“还是,因为我这张脸长得像您的旧人,所以您舍不得把我拱手送给别的男人了吗?”

傅沉眯着眼,狠狠抵住她,那生疼的感觉在鹿轻轻的全身蔓延。

“你没有资格提我的那个人,也没有资格揣测我的心思!”

她的双手撑在琉璃色的洗手台上,对方以高难度的姿态羞辱完她之后,失望的看了她一眼。

那一眼,又失望,又不屑,又愤怒,满是交错的复杂情绪,“你也根本不配拥有这张脸。
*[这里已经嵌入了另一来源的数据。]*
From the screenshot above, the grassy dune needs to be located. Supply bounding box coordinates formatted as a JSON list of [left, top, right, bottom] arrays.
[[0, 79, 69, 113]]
”

傅沉离开的背影,都显得格外的轻蔑。

一时,卫生间里,冷冰冰。

就连刚刚火热的洗手台上,也只有瓷物传来的冰冷,鹿轻轻艰难的站了起来,回过身去,看着镜子里满是红紫的人。

晶莹剔透的眼泪,在此刻应该是最有温度的东西。

她的包包滑落在地上,里面的东西七凌八散,一盒写着氯雷他定的抗过敏药赫然散落。

在看到那身礼服的时候,鹿轻轻就知道,傅沉会带她来做什么了。

谨慎的她,早就在包里装了抗过敏药了。

她也想过,傅沉会将她献给某位老总。

“是啊,傅沉,我确实不配这张脸。”

她抬手,慢慢抚摸上自己的脸颊,镜子里的脸颊,熟悉到不能再熟悉。

“这张脸,只配你的白月光拥有,像我这样下贱的女人,自然配不上。

只是,傅沉啊傅沉,和全天下无论哪个男人同床共枕,都没有和你同床共枕要来得恶心。

我都能顶着一张我最恨的脸了,我都能和你睡在一起了,和谁睡在一起,又有什么所谓了?”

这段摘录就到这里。